It's approaching flu season

 Since we are rapidly approaching the flu season, I'd like to answer common questions I hear about influenza and the flu shot.

1. I'm afraid I'll catch the flu from the shot. You cannot catch the flu from the flu vaccine. These vaccines are made with viruses that are killed (inactivated), and cannot cause an influenza infection.

2. I've had the flu shot previously and I got the flu anyhow. This is possible, but not likely, in that no vaccine is 100% effective.

3. I've never had a flu shot and have never had the flu. Consider yourself lucky, and as in most cases, one's luck will usually wear out. Don't take a chance, this could be the year.

4. The flu is no big deal.  Tell that to those who have not survived a bout of influenza, or to the worker who misses a week or more of work, as well as the student missing time from school. Besides, having the flu can make you feel very miserable.

5. I worry that it could be harmful to my baby/child to have yet another vaccination. Babies have a higher incidence of death due to influenza.There is no proof that the flu vaccine worsens or changes the effects of the other routine childhood vaccinations. The recommendation is that everyone from 6 months of age and older should receive the flu vaccine.

6. I have already have a chronic disease and I take lots of medications. Do I really need a flu shot too? All the more reason to receive a flu shot since flu is the most deadly for those with chronic medical conditions.

7. I have a tremendous fear of getting a shot. It may beeasy to say, but this is probably the time to work on the principle of mind over matter.

8. I'm pregnant, won't a flu shot harm my baby? Not only has the flu vaccine injection been proven to be safe during pregnancy, but is highly recommended for pregnant women in any trimester of pregnancy.

9. I'm 35 years old and healthy, do I really need a flu shot?  In 2009-2010, the swine flu (H1N1 virus) took a particularly heavy toll on the age group 18 to 64 years of age. Better safe than sorry.
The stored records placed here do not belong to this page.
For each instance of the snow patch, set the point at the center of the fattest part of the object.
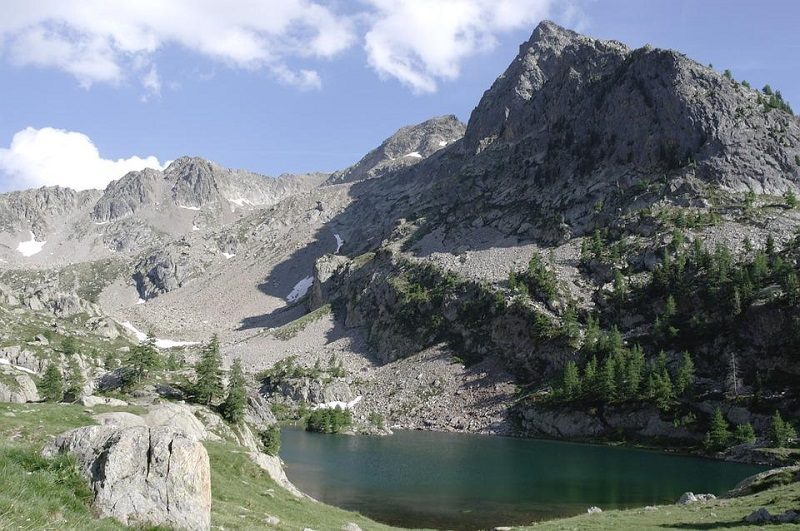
(4, 361)
(341, 405)
(31, 247)
(160, 343)
(300, 289)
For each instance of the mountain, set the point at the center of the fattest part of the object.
(601, 206)
(406, 147)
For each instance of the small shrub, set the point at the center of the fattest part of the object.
(271, 439)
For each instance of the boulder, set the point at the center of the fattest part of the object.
(119, 419)
(143, 475)
(16, 386)
(258, 412)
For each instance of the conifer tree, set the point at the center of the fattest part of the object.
(236, 399)
(52, 384)
(633, 372)
(75, 380)
(719, 435)
(685, 377)
(590, 378)
(607, 381)
(143, 358)
(571, 385)
(208, 369)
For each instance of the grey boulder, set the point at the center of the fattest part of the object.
(142, 475)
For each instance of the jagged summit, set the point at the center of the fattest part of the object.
(577, 106)
(406, 147)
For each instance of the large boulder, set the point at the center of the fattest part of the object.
(143, 475)
(16, 386)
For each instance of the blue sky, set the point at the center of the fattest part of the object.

10. Any reason I absolutely shouldn't get a flu shot?  There are a few reasons, the most common being a prior allergic reaction to a flu shot or a severe allergy to eggs. The vaccine should be delayed if you have an illness with a fever.

11. What are the possible side effects?  Possible temporary side effects include redness and or pain at the injection site, as well as a possible low grade fever, and body aches.

12. When should I get the shot? The flu season typically begins as early as October and can last until late spring. I advise getting it sooner rather than later. It takes about 2 weeks after receiving the shot for it to become effective.

13. Where can I get a flu shot?  Most major pharmacies provide flu shots on a drop- in basis, as well as through most primary care doctor's offices. Larger medical groups have special drop in flu clinic days.  For children, call your child's primary care provider to find out how they are to receive a flu vaccination.

14. How much will a flu shot cost me?  For most people it is free either because they have a government insurance plan such as Medicare or Medicaid, or they have private insurance. There may be a nominal fee for those without insurance.